Special emphasis is placed on concepts frequently misunderstood in practice, such as ventilation rate calculations, IAQ-based design approaches, and the use of mass balance principles.


Course Objective

The objective of this course is to help engineers and practitioners understand how indoor air quality requirements are defined, calculated, and applied in multi-zone buildings.

By the end of the course, learners should be able to interpret ventilation requirements more critically and recognize common sources of oversizing and misapplication.


Course Structure and Lessons

The course is divided into short, focused lessons. Each lesson builds on the previous one and addresses a specific concept commonly encountered in ventilation and IAQ design.

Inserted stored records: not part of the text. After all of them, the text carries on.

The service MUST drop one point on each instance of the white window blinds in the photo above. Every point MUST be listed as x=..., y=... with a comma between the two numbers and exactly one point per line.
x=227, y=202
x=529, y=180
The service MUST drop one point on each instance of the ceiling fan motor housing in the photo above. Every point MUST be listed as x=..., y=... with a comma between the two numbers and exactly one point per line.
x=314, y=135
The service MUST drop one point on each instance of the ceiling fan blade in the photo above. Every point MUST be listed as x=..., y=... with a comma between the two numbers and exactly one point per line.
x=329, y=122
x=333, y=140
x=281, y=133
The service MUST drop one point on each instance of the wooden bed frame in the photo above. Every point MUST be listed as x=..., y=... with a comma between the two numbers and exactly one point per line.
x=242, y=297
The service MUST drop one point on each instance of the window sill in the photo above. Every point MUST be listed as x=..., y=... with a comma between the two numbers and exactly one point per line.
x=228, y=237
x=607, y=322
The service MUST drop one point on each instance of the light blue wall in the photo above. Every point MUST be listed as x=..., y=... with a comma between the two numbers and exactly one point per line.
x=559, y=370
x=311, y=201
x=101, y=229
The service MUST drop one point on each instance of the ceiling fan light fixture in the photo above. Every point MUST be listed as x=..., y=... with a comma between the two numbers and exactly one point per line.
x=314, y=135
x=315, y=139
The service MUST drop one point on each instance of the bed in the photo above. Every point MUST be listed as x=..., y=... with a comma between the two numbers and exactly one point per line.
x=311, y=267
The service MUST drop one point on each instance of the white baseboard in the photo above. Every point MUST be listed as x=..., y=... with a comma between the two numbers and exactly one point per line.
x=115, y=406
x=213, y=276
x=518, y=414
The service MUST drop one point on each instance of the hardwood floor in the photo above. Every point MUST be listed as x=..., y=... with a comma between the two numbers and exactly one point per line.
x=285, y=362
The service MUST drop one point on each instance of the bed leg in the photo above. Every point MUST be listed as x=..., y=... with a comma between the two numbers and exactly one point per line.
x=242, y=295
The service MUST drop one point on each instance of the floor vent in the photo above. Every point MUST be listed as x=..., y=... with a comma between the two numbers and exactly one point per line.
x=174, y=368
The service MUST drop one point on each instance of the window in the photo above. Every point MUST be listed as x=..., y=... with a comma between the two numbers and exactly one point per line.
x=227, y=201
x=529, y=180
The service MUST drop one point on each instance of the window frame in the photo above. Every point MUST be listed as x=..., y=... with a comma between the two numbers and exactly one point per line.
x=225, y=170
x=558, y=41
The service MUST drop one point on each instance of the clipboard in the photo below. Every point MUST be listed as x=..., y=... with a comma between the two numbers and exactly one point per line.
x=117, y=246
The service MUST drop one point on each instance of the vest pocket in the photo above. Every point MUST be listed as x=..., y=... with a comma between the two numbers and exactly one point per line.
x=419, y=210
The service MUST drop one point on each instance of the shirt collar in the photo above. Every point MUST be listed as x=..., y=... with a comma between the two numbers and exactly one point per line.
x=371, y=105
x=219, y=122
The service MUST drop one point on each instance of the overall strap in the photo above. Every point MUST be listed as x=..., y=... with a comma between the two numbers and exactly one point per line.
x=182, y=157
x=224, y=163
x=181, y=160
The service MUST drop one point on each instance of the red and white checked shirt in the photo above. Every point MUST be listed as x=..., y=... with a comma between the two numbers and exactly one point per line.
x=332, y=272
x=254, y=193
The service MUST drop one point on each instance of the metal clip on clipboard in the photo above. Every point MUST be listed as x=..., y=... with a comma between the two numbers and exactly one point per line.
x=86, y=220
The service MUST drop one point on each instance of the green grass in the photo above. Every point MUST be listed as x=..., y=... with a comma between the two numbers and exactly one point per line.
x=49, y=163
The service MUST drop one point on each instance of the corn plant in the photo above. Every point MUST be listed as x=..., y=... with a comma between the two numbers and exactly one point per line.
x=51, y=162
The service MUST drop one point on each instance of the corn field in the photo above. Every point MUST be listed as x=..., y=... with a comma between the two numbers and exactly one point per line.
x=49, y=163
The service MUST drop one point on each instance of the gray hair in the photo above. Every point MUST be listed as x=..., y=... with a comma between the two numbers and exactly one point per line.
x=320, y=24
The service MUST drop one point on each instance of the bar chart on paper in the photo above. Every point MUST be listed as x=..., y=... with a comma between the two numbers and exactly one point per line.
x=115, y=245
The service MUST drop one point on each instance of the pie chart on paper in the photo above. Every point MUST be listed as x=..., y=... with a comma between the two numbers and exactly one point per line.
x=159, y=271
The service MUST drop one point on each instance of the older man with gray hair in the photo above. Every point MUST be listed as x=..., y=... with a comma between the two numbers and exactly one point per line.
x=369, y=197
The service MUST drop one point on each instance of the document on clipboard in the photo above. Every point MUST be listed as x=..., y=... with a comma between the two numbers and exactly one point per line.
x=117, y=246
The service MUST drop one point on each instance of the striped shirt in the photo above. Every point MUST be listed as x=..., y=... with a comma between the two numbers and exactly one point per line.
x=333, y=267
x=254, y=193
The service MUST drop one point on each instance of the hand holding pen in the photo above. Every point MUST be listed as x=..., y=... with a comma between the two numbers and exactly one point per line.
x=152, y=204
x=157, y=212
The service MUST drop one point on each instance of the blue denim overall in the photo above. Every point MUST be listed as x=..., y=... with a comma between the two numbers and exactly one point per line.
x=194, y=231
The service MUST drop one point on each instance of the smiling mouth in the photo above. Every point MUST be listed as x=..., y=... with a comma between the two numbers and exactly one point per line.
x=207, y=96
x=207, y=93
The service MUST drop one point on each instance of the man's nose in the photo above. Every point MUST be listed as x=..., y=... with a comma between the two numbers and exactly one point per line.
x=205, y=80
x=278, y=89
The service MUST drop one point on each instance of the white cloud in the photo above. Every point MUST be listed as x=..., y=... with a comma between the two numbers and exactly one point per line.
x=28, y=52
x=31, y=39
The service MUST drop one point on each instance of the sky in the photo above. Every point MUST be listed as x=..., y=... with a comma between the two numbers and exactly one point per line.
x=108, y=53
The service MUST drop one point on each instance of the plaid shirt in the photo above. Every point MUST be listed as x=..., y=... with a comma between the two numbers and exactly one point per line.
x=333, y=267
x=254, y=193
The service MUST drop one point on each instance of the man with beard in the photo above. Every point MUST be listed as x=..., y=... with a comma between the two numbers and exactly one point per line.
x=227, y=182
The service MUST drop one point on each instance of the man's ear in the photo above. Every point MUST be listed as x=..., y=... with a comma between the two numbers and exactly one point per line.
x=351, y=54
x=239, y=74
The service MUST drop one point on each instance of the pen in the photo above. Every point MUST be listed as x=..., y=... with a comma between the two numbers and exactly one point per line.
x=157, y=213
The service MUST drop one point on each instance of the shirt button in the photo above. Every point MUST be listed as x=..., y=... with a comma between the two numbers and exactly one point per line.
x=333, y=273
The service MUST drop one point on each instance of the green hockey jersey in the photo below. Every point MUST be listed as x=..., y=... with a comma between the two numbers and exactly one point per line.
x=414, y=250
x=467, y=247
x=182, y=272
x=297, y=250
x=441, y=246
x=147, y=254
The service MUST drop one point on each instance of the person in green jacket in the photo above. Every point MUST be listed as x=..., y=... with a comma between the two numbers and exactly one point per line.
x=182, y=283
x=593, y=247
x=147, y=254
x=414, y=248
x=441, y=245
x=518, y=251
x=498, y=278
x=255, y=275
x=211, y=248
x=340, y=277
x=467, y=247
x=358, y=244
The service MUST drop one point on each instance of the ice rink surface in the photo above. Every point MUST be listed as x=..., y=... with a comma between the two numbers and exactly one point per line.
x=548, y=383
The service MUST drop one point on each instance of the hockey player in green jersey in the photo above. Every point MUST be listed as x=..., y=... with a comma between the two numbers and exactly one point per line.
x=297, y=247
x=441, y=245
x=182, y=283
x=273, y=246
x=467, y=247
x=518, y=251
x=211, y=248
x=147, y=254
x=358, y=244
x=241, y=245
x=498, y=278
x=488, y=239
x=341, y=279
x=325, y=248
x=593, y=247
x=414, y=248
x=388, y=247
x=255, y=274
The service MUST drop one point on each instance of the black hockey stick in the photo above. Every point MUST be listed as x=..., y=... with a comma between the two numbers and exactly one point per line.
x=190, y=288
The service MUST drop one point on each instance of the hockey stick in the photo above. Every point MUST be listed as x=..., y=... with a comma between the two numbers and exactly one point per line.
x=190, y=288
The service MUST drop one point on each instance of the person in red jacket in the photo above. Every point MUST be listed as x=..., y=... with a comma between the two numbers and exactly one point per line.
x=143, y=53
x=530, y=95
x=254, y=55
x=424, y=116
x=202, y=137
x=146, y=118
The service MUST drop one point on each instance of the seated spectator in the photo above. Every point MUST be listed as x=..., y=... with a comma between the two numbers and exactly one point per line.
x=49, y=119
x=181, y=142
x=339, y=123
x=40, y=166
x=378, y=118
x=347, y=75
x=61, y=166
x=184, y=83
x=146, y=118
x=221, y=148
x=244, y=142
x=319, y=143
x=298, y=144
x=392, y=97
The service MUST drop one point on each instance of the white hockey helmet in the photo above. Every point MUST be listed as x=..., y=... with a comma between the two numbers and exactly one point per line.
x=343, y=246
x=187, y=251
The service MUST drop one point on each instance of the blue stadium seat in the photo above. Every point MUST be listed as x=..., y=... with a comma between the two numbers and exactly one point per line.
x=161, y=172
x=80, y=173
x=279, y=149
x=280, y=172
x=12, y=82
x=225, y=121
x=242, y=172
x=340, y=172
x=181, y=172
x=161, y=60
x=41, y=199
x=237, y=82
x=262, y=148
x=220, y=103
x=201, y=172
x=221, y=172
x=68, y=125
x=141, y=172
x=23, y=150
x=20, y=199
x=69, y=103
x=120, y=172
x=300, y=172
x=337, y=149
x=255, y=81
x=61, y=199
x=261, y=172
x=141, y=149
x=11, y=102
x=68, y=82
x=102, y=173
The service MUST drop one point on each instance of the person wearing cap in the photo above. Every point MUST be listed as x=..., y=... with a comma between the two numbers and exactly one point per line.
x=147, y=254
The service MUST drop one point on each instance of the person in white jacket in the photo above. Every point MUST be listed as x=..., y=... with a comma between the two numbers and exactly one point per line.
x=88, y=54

  1. Introduction to Indoor Air Quality (IAQ) Concepts
  2. Common Indoor Air Contaminants and Sources
  3. Ventilation Rate Procedure – Concept and Application
  4. Outdoor Air Requirements for Single-Zone Systems
  5. Ventilation Rate Procedure for Multiple-Zone Systems
  6. Understanding System Ventilation Efficiency (Ev)
  7. Indoor Air Quality Procedure (IAQP) – Conceptual Overview
  8. Mass Balance Concept in IAQ Analysis
  9. Comparison Between VRP and IAQP Approaches
  10. Common Ventilation and IAQ Design Mistakes
  11. Applied Example 1 – Simple VRP Calculation (Single-Zone)

What You Will Learn

  • How indoor air quality is defined and evaluated
  • The difference between ventilation-based and IAQ-based design
  • Why ventilation calculations often lead to oversizing
  • How mass balance is used to understand contaminant concentration
  • Where common misunderstandings occur in real HVAC projects

Who This Course Is For

This course is intended for professionals and students who are involved in HVAC design, review, operation, or commissioning and want a clearer understanding of ventilation and IAQ fundamentals.

  • HVAC and mechanical engineers
  • Design reviewers and consultants
  • Site engineers and commissioning engineers
  • Engineering students with basic HVAC knowledge

Learning Approach

The course follows a concept-driven approach. Equations and formulas are introduced only when necessary to support understanding, not as standalone calculation exercises.

Examples are discussed qualitatively, focusing on why certain assumptions lead to higher airflow rates and how alternative approaches may reduce unnecessary system oversizing.

Important Note

This course is provided for educational purposes only. It does not constitute engineering consultancy, design services, or project-specific recommendations.

The content is intended to support technical understanding and reflection, not to replace professional judgment or formal engineering responsibility.


Lessons will be added progressively and refined as the course develops.